To aid the monitoring of running services in a default Data Processing deployment, the default Docker Compose file has an associated overlay file that defines certain port mappings and logging settings. This Docker Compose overlay file can be found here.
Again, copy and paste the section relating to the langDetectWorker
and modify it for the new worker to ensure that the worker’s admin port is accessible externally and that it logs at the desired log level.
In the port mapping, be careful to set its external port to one that is not in use by other services; to aid in doing so, it is preferable to place the section for the new worker at the end of the file, with its external port number simply incrementing the previous worker’s:
translationWorker:
ports:
- "9572:8081"
environment:
CAF_LOG_LEVEL: DEBUG
Adding the new worker to the Docker Compose files makes the worker available for use in Data Processing but to actually direct documents through the worker we must add a section to the Data Processing workflow definition. The default Data Processing workflow definition can be found here.

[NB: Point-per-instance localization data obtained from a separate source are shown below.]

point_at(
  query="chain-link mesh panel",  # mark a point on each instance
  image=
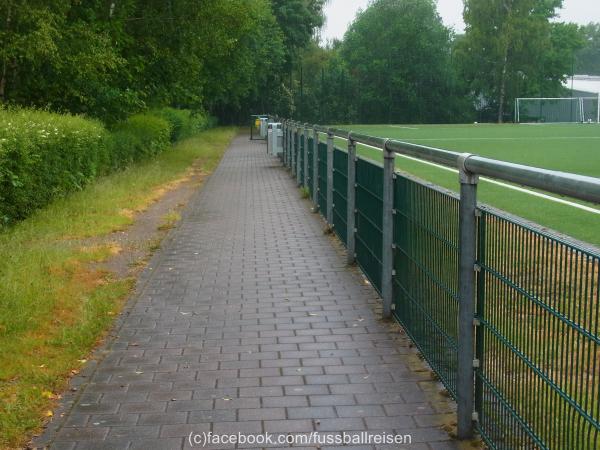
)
(340, 192)
(538, 345)
(426, 273)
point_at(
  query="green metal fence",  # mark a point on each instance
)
(340, 189)
(368, 217)
(309, 155)
(425, 283)
(511, 328)
(322, 177)
(537, 384)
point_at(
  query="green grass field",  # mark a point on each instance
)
(566, 147)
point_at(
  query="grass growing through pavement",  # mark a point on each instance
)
(55, 305)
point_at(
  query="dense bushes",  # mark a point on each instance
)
(44, 155)
(185, 123)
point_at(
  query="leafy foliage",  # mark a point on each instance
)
(44, 156)
(588, 58)
(111, 59)
(512, 49)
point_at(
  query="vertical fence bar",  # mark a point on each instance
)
(315, 179)
(294, 145)
(284, 154)
(466, 283)
(351, 201)
(329, 194)
(290, 139)
(305, 158)
(299, 152)
(480, 314)
(387, 229)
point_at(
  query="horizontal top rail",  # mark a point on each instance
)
(580, 187)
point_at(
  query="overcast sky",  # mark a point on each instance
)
(341, 12)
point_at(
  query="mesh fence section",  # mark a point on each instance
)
(538, 381)
(369, 216)
(309, 156)
(322, 180)
(426, 273)
(340, 192)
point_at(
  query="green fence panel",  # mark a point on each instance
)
(340, 192)
(538, 341)
(309, 155)
(296, 142)
(426, 273)
(369, 216)
(322, 177)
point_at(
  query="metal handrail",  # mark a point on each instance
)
(580, 187)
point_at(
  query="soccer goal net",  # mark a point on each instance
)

Again, the simplest approach is to copy the relevant workflow section for the LangDetect
worker:
{
"name": "LangDetect",
"description": "Detects top 3 languages in an uploaded document.",
"order": 700,
"settings": {
"workerName": "worker-languagedetection",
"queueName": "dataprocessing-fs-langdetect-in",
"fields": ["CONTENT"]
},
"typeName": "ChainedActionType",
"actionConditions": [{
"name": "CONTENTexists",
"additional": {
"type": "exists",
"field": "CONTENT",
"notes": "CONTENT exists: CONTENTexists"
}
}]
},
Before pasting the copied worker definition, decide where in the workflow you think it best to place the new worker. It is strongly recommended that the order of workers listed in the workflow definition accurately reflects their logical order in the processing performed by the workflow.
In the case of our translation worker, let’s say that we would like it to perform its work after LangDetect
and before Boilerplate
, so paste the copied section between these workers. In this case, we ensure that the new worker’s order
value reflects its position in the workflow, so we set it to a value greater than the order for LangDetect
and less than the order for Boilerplate
:
{
"name": "Translate",
"description": "Translates text to a specified target language",
"order": 750,
"settings": {
"workerName": "worker-translation",
"queueName": "dataprocessing-fs-translation-in",
"fields": ["CONTENT"]
},
"typeName": "ChainedActionType",
"actionConditions": [{
"name": "CONTENTexists",
"additional": {
"type": "exists",
"field": "CONTENT",
"notes": "CONTENT exists: CONTENTexists"
}
}]
},
The typeName
in this definition must be ChainedActionType
, which is registered as the internal_name
of the Action Type used to chain Document Worker actions together.
If your worker has any preconditions that must be satisfied for it to perform its work on a document then these may be specified in the actionConditions
section. In the above example, the Translation worker requires a CONTENT value to be present on the document.
Having made the required changes to Docker Compose files and the workflow definitions, these changes may be tested by following the Run Services steps outlined here.